Computational Diversity (D): This represents the variety of computational modes. A very low n allows only simple quantum computation. A very high n leads only to black holes. The diversity is maximized at an intermediate n that allows atoms, chemistry, stars, and planets. We model this similarly:
`D(n) ∝ exp( - ( (n - n_optimal) / σ )^2 )`
3. Formulate the Optimization Problem:
Combining these, the function to maximize is:
`Φ(n) = N(n) × T(n) × D(n) ∝ n × [exp( - ( (n - n_optimal) / σ )^2 )]^2`
`Φ(n) ∝ n × exp( -2 ( (n - n_optimal) / σ )^2 )`
4. Solve for the Maximum:
To find the value of n that maximizes Φ, we take the derivative and set it to zero:
`dΦ/dn = 0`
This gives:
`1 - (4n (n - n_optimal))/σ^2 = 0`
For the observed universe, the optimal value `n_optimal` must be the one that has allowed for ~13.8 billion years of complex computation, leading to the emergence of systems capable of understanding the derivation (a weak anthropic constraint to select the specific peak in the probability space).
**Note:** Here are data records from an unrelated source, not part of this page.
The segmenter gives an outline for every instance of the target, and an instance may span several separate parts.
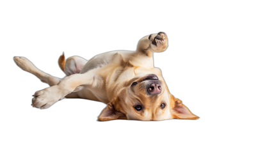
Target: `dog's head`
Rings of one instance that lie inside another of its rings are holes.
[[[160,78],[160,79],[159,79]],[[198,119],[169,93],[161,76],[147,74],[125,81],[118,96],[102,111],[100,121],[115,119],[161,121]]]

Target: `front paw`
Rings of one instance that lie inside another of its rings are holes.
[[[163,52],[168,47],[167,36],[164,32],[159,32],[157,34],[150,34],[148,39],[150,42],[150,50],[154,52]]]
[[[54,103],[62,99],[58,86],[36,91],[32,96],[31,106],[34,108],[44,109],[50,107]]]

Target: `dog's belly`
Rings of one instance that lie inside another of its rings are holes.
[[[84,73],[90,70],[102,68],[108,65],[114,59],[113,57],[117,52],[122,55],[124,61],[127,61],[134,51],[114,50],[96,55],[86,63],[81,70],[80,73]]]
[[[84,86],[82,90],[77,92],[81,98],[100,102],[105,104],[109,102],[106,91],[102,89],[93,88],[88,86]]]

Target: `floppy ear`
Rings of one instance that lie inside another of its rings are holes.
[[[175,103],[174,107],[171,110],[171,114],[173,119],[198,119],[200,118],[193,114],[178,98],[175,98]]]
[[[109,102],[99,116],[98,121],[107,121],[116,119],[127,119],[127,118],[125,114],[121,111],[117,111],[115,109],[114,105],[111,102]]]

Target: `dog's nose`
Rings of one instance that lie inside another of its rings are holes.
[[[162,87],[161,87],[160,84],[153,83],[150,84],[149,88],[148,89],[148,91],[150,95],[159,94],[162,91]]]

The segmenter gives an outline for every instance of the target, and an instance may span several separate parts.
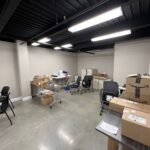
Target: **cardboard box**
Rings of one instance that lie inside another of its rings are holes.
[[[45,85],[48,85],[50,82],[50,78],[48,75],[43,75],[43,76],[34,76],[32,84],[36,85],[37,87],[43,87]]]
[[[150,146],[150,114],[125,108],[121,133],[139,143]]]
[[[145,113],[150,113],[150,105],[147,104],[137,103],[137,102],[133,102],[127,99],[122,99],[117,97],[114,97],[109,102],[109,109],[119,113],[123,113],[125,107],[143,111]]]
[[[53,94],[43,94],[41,98],[41,104],[42,105],[50,105],[54,101]]]
[[[150,76],[128,76],[126,79],[126,98],[150,104]]]

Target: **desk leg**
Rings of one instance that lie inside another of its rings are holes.
[[[118,142],[108,137],[108,150],[118,150]]]

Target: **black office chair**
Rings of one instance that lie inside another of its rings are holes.
[[[91,75],[86,75],[84,76],[84,79],[82,80],[82,92],[85,92],[86,90],[88,90],[89,92],[91,91],[91,89],[93,90],[93,76]]]
[[[12,121],[7,114],[7,108],[9,107],[9,100],[8,97],[0,97],[0,114],[6,114],[10,124],[12,125]],[[15,117],[15,116],[14,116]]]
[[[109,105],[112,97],[119,96],[119,85],[114,81],[104,81],[103,89],[100,90],[99,97],[101,103],[100,115],[102,115],[104,105]]]
[[[8,97],[8,100],[9,100],[9,102],[11,103],[12,108],[14,108],[14,105],[13,105],[13,103],[12,103],[10,97],[9,97],[9,96],[10,96],[9,90],[10,90],[9,86],[4,86],[4,87],[2,88],[2,91],[1,91],[1,96],[6,96],[6,97]]]
[[[73,95],[75,89],[77,89],[78,92],[80,91],[80,82],[81,82],[81,77],[78,76],[76,82],[69,85],[71,95]]]

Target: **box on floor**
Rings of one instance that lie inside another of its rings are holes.
[[[150,114],[125,108],[121,133],[139,143],[150,146]]]
[[[127,99],[150,104],[150,76],[128,76],[125,95]]]
[[[143,111],[145,113],[150,113],[150,105],[133,102],[127,99],[114,97],[109,102],[109,109],[116,111],[118,113],[123,113],[124,108],[131,108],[139,111]]]

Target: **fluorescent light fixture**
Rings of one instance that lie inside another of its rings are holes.
[[[59,50],[59,49],[61,49],[61,47],[56,46],[56,47],[54,47],[54,49],[55,49],[55,50]]]
[[[72,47],[72,44],[68,43],[68,44],[64,44],[64,45],[61,45],[62,48],[70,48]]]
[[[76,25],[68,28],[68,31],[73,33],[73,32],[77,32],[77,31],[80,31],[80,30],[84,30],[86,28],[89,28],[89,27],[101,24],[103,22],[115,19],[115,18],[120,17],[122,15],[123,15],[123,13],[122,13],[122,9],[121,9],[121,6],[120,6],[120,7],[114,8],[110,11],[107,11],[103,14],[100,14],[100,15],[97,15],[93,18],[85,20],[85,21],[83,21],[79,24],[76,24]]]
[[[31,45],[32,45],[32,46],[39,46],[40,44],[37,43],[37,42],[33,42]]]
[[[123,31],[119,31],[119,32],[92,38],[91,41],[97,42],[97,41],[102,41],[102,40],[106,40],[106,39],[112,39],[112,38],[116,38],[116,37],[120,37],[120,36],[129,35],[129,34],[131,34],[131,30],[123,30]]]
[[[50,40],[51,40],[50,38],[45,37],[45,38],[38,40],[38,42],[39,43],[46,43],[46,42],[49,42]]]

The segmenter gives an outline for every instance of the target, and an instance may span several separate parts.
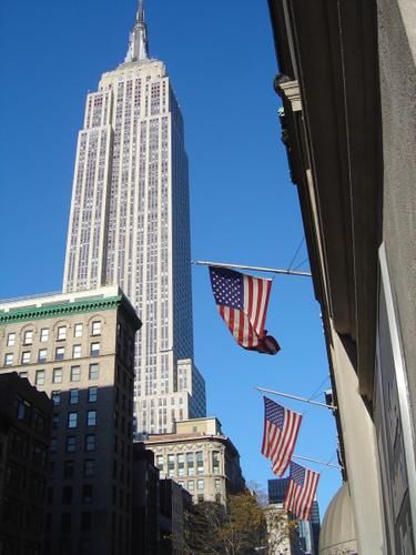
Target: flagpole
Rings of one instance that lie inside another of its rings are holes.
[[[306,456],[292,455],[292,458],[298,458],[300,461],[308,461],[310,463],[322,464],[323,466],[331,466],[332,468],[337,468],[338,471],[344,470],[344,466],[339,466],[337,464],[332,464],[332,463],[324,463],[323,461],[316,461],[316,458],[308,458]]]
[[[332,408],[333,411],[336,411],[335,405],[327,405],[326,403],[319,403],[318,401],[311,401],[310,398],[290,395],[288,393],[282,393],[280,391],[265,390],[264,387],[255,387],[255,390],[263,391],[265,393],[272,393],[272,395],[280,395],[281,397],[294,398],[295,401],[302,401],[303,403],[310,403],[311,405],[325,406],[325,408]]]
[[[192,264],[200,266],[235,268],[237,270],[253,270],[254,272],[268,272],[272,274],[300,275],[301,278],[312,276],[311,272],[300,272],[298,270],[281,270],[277,268],[246,266],[243,264],[229,264],[227,262],[210,262],[204,260],[193,260]]]

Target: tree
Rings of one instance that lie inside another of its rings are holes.
[[[250,491],[231,495],[227,506],[204,502],[187,513],[187,554],[252,555],[274,553],[291,533],[292,524],[281,511],[271,511]]]

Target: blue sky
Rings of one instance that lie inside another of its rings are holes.
[[[123,61],[135,6],[134,0],[1,2],[2,297],[61,287],[85,94],[97,90],[102,72]],[[145,12],[151,54],[166,63],[185,122],[193,258],[287,268],[303,229],[280,141],[266,0],[146,0]],[[306,258],[303,245],[297,263]],[[312,282],[275,278],[267,329],[282,351],[274,357],[233,343],[201,266],[193,269],[193,305],[209,415],[220,418],[239,448],[246,480],[265,488],[274,476],[260,454],[263,403],[255,386],[310,396],[328,374]],[[333,457],[329,412],[285,404],[305,414],[296,452]],[[325,508],[341,483],[338,472],[311,467],[322,470],[318,501]]]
The value that satisfies this, and fits the observed stellar lifetimes and structure formation history, is:
`n_optimal ≈ 6 × 10^(-10)`
This value sits in the narrow window where:
N(n) is high enough to provide ~10^80 baryons as computational substrate.
T(n) is long enough to allow for billions of years of stellar processing.
D(n) is rich enough to enable quantum, atomic, molecular, biological, and technological computation.
5. Conclusion: The value of the baryon asymmetry parameter n that maximizes the long-term computational potential Φ of the universe is approximately 6 × 10^-10.